純文学を描く人なら、トルストイが参考になる。娯楽小説を書きたい人なら、ドストエフスキーが良い参考になるだろうね。


個人的には、犬の思考まで書いているところが、個性的で好き。

犬の思考が書かれた作品なんて、小説界広しといえど、あまり例がない。

筆者の知る限りだと、ジャック・ロンドンの『野生の呼び声』くらいですな。

漫画界まで含めると、『銀牙』とかがあるけど、それくらいだ。

貴重なシーンを見られるというだけでも、アンナ・カレーニナを読む価値があるよ。
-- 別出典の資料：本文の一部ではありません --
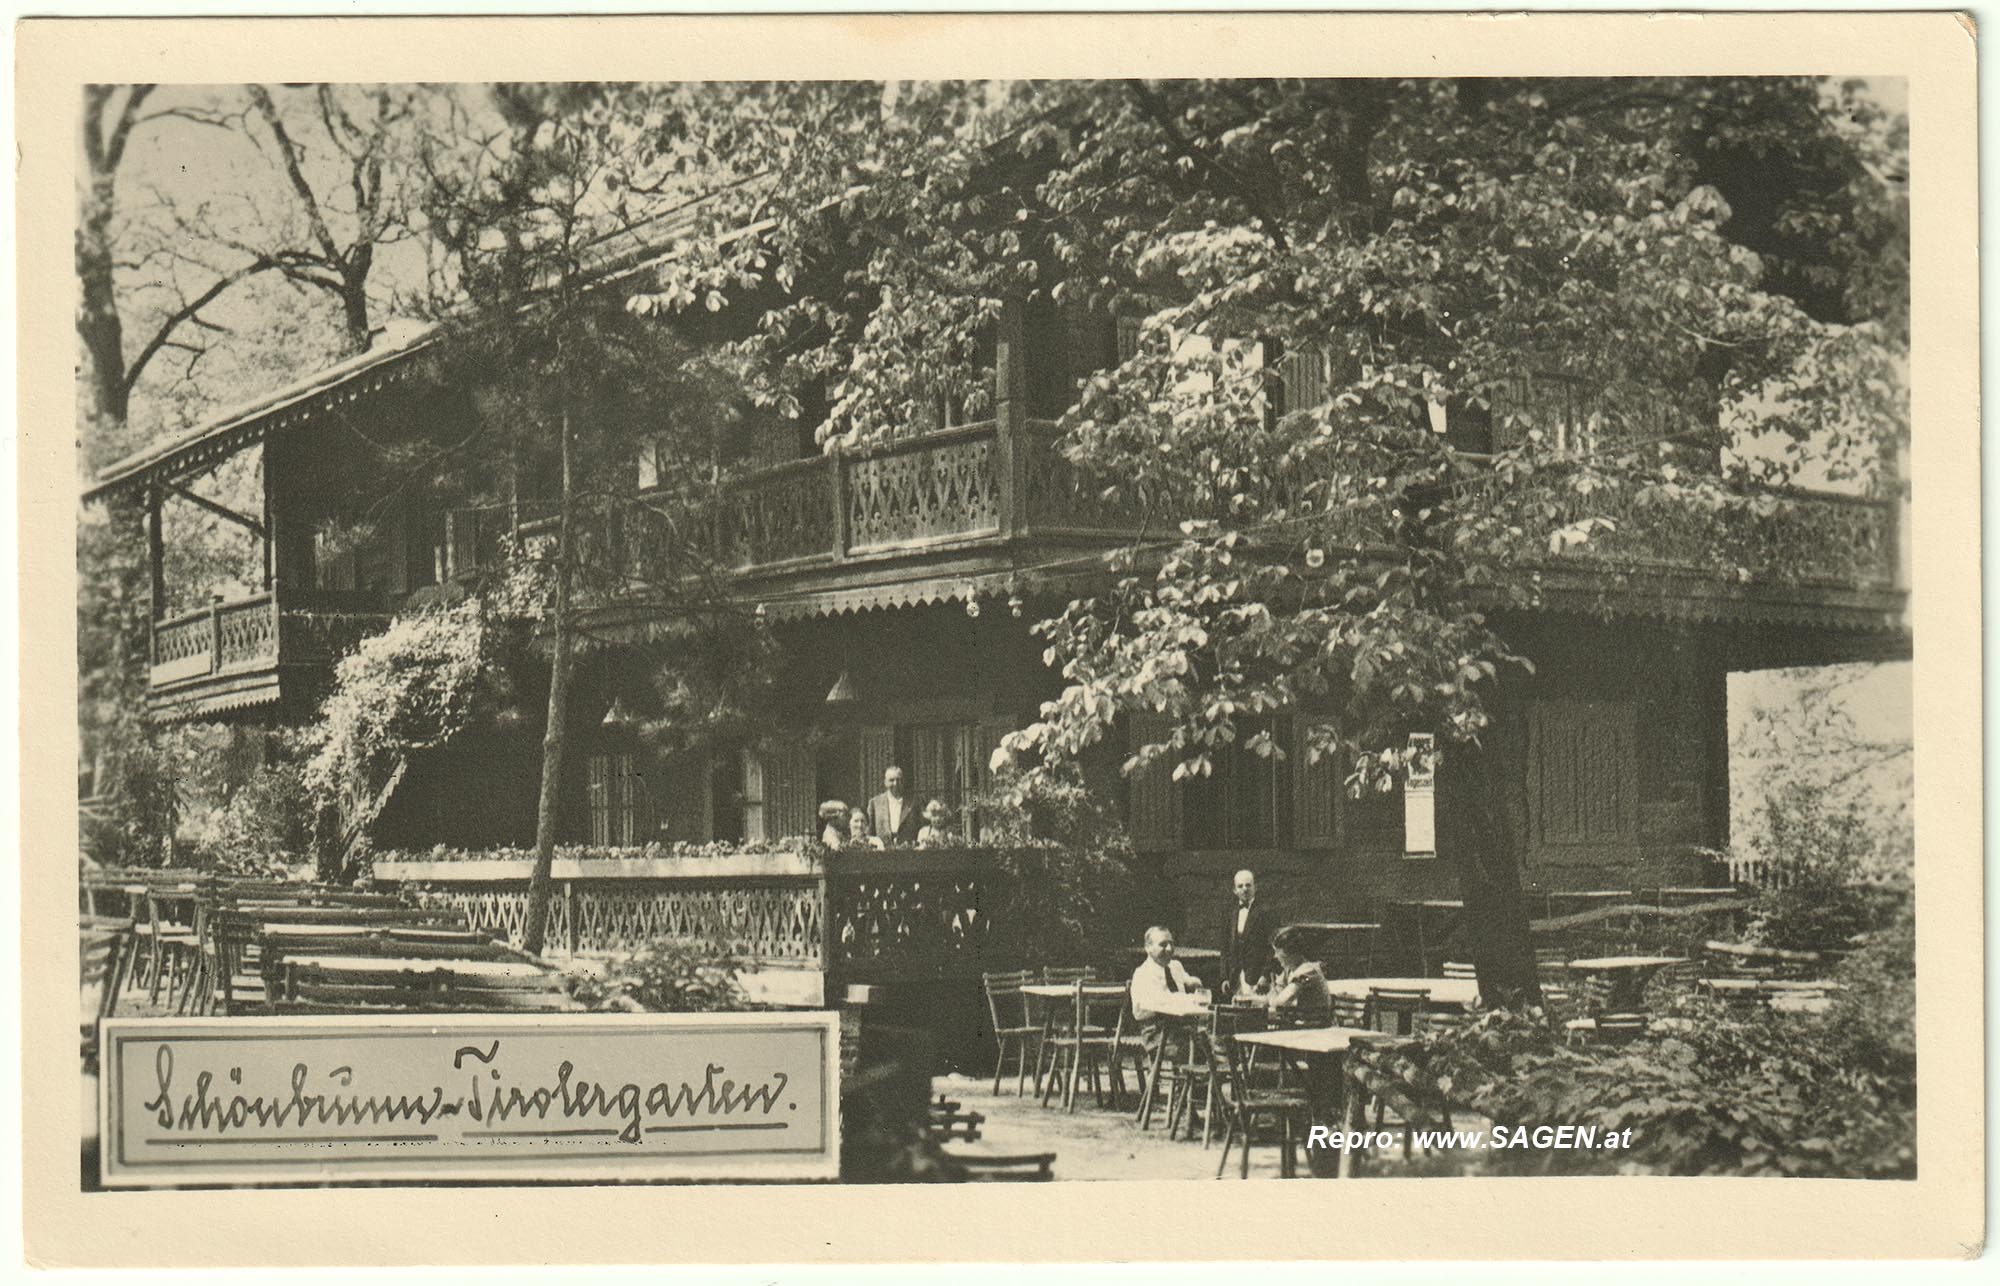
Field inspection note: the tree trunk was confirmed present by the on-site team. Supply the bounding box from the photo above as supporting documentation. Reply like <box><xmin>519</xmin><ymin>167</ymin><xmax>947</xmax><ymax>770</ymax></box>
<box><xmin>76</xmin><ymin>168</ymin><xmax>128</xmax><ymax>435</ymax></box>
<box><xmin>521</xmin><ymin>405</ymin><xmax>575</xmax><ymax>957</ymax></box>
<box><xmin>1441</xmin><ymin>726</ymin><xmax>1541</xmax><ymax>1008</ymax></box>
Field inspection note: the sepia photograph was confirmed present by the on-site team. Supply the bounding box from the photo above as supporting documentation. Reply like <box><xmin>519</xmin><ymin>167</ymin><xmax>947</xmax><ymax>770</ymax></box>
<box><xmin>18</xmin><ymin>9</ymin><xmax>1981</xmax><ymax>1267</ymax></box>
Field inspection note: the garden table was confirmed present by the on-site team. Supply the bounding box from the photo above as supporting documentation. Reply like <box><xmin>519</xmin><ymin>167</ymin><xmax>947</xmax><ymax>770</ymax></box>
<box><xmin>1232</xmin><ymin>1026</ymin><xmax>1388</xmax><ymax>1178</ymax></box>
<box><xmin>1567</xmin><ymin>955</ymin><xmax>1688</xmax><ymax>1009</ymax></box>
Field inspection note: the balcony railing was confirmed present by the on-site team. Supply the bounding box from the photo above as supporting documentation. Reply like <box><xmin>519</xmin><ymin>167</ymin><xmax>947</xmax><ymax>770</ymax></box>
<box><xmin>148</xmin><ymin>588</ymin><xmax>390</xmax><ymax>699</ymax></box>
<box><xmin>697</xmin><ymin>418</ymin><xmax>1900</xmax><ymax>594</ymax></box>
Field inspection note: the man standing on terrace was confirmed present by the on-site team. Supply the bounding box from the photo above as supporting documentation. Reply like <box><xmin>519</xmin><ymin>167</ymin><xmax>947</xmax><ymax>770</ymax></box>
<box><xmin>866</xmin><ymin>765</ymin><xmax>923</xmax><ymax>846</ymax></box>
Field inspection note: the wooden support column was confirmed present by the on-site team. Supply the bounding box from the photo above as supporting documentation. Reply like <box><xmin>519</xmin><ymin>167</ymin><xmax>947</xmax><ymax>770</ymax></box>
<box><xmin>146</xmin><ymin>484</ymin><xmax>166</xmax><ymax>621</ymax></box>
<box><xmin>992</xmin><ymin>297</ymin><xmax>1028</xmax><ymax>538</ymax></box>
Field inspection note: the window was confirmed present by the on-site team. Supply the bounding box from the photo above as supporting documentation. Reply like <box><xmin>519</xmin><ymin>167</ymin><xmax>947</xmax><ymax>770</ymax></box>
<box><xmin>586</xmin><ymin>752</ymin><xmax>653</xmax><ymax>846</ymax></box>
<box><xmin>312</xmin><ymin>526</ymin><xmax>356</xmax><ymax>592</ymax></box>
<box><xmin>1181</xmin><ymin>721</ymin><xmax>1288</xmax><ymax>851</ymax></box>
筆者おすすめのシーン。



あと、政治に関する議論がアンナ・カレーニナの作中にあるのだけど、これも当時の世相をよく反映していて、当時の雰囲気を知る記録としても希少性が高いかな。

この希少性が、アンナ・カレーニナを単なる娯楽小説では終わらない価値を生んでいる。


総じて、名作古典の名に相応しい、完成度の作品と言えるかな。


難点としては、物語が長いことと、政治の話が興味のない人には退屈に感じ易いところだろうか。それ以外は、満点と言って良い作品(我ながら偉そうな言い方だな。反省)


長さにうんざりするようなら、アンナの恋路に絞って読み進めて、それ以外の人の動向は読み飛ばす方針で読めば、なんとか読み切れると思うよ。


兎にも角にも、読んでみて、損はないかな。

おすすめ。



【作品の見どころ】

アンナ・カレーニナには、有名な書き出しがある。


「幸福な家庭は皆同じように似ているが、不幸な家庭はそれぞれにその不幸の様を異にしているものだ。」


という文章だけど、これはつまり、幸せな家庭は相性が合うからこそ幸せで、相性が合うという一つのパターンしかないから、夫婦は何処も似通って幸せになる。

一方、不幸な家庭は相性が合わないのだけれど、何処の相性が合わないかということが家庭によって違っているから、不幸の様相が違っている、という意味な訳だ。


この文章は、作品を象徴するというか、作品のテーマみたいなものが詰まっている。


作品を通して読み終わった後、冒頭の文章を振り返ってみると、もの凄く感慨深い気分になるので、覚えておいてね。


【今読むなら、これがおすすめ】


光文社古典新訳文庫で、全四冊が出ている。読み易い上に、四冊に凝縮されている分、感覚的に短い量に感じられるから、読み切れる可能性が高まるので、おすすめ。


【豆知識】

アンナ・カレーニナは、ドストエフスキーの『未成年』と、同時期に雑誌で連載されていたりする。


ドストエフスキーがトルストイを意識していたりするのは、この辺りに理由がありそうだ。


【終わりに】

今日の解説は、こんなところかな。異論や反論や要望があれば、感想に書いてね。加筆修正しますよ。


ちなみに、記事の内容や、取り上げる作品は、私の独断と偏見が強いので、あしからず。


それじゃ、今回はこんなところで、さよなら、さよなら、さよなら。